Folkers owns two Great Danes that contrast her smaller size. When it comes to having pets, she only ever remembers her family owning at least one Great Dane at all times.

“I kind of like how they have differences from my family,” Folkers said. “They’re just very funny, and I love their personalities. I would say it is more about their personality and just how comedic they can be than the actual look of the dog.”

On the other side of the spectrum, Olivia Vienneau owns a Black Lab mix that she often gets told looks similar to her. Both her and her dog have darker hair, hazel eyes, and a similar size.

“I definitely think we look alike because her and I both have strands of gray hair on top of our darker hair,” Vienneau said. “She also just shares a bunch of physical similarities between her and my family in general. My family all has dark hair so she looks like she belongs.”

Although her family was not searching for a specific look when they were trying to adopt, Vienneau’s dog, Darby, has a similar look to the dog’s her family has owned in the past. Vienneau’s family dogs have always been mid-sized with darker hair.

“We usually get medium-sized dogs, which I guess is a similar size to me, because I have a little sister,” Olivia Vienneau said. “We don’t want them too big, but we don’t like small dogs because they are known for being loud.”

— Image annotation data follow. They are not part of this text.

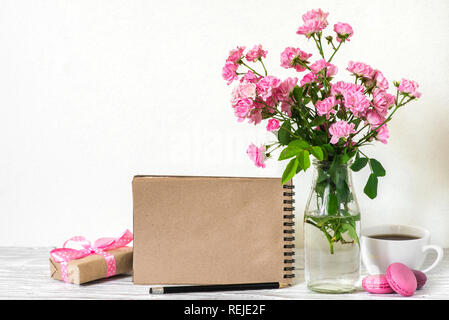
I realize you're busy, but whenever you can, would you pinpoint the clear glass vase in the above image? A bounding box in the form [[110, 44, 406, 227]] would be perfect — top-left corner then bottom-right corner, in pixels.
[[304, 161, 360, 293]]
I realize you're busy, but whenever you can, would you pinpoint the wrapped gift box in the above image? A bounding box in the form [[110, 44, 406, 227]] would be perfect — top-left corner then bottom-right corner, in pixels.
[[50, 247, 133, 284]]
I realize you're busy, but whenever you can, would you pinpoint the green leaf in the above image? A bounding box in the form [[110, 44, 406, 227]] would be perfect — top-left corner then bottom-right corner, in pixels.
[[321, 143, 335, 155], [278, 121, 291, 146], [343, 223, 360, 246], [288, 139, 310, 150], [369, 159, 385, 177], [278, 147, 301, 161], [293, 86, 304, 102], [282, 158, 299, 184], [350, 158, 368, 172], [327, 193, 338, 215], [297, 150, 310, 171], [363, 173, 377, 199], [310, 116, 326, 127], [310, 146, 324, 161]]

This psychological phenomenon is thought to occur because it can reduce uncertainty due to the familiarity. It is also said to occur as it allows us to understand things easier as these similarities in appearance are features we are familiar with.

“In pet world, I don’t think I have ever gravitated towards a pet just because of the way they look,” Folkers said. “In real life, I think I have maybe done it with friends because I feel like a lot of my friends kind of look like me. But at the same time, I also have a ton of friends that don’t look anything like me so I think it’s kind of a balance of both.  I think it’s more based on the person or the animal itself than what they look like in my opinion.”

While this psychological occurrence can be a fun observe to make within one’s daily lives, it can influence one’s mind’s to miss out on new opportunities they have yet to have seen. This phenomenon can be limited by going out of one’s way to identify diversity within your everyday lifestyle.

“I think the Mere-Exposure Effect definitely occurs, especially in my family, because we’ve never had a dog that doesn’t share similar characteristics, like a yellow-haired dog,” Vienneau said. “In my life in general, I feel like I tend to get drawn to brunettes more I guess because I too am a brunette. For example, I feel like I am more drawn to brunette celebrities.”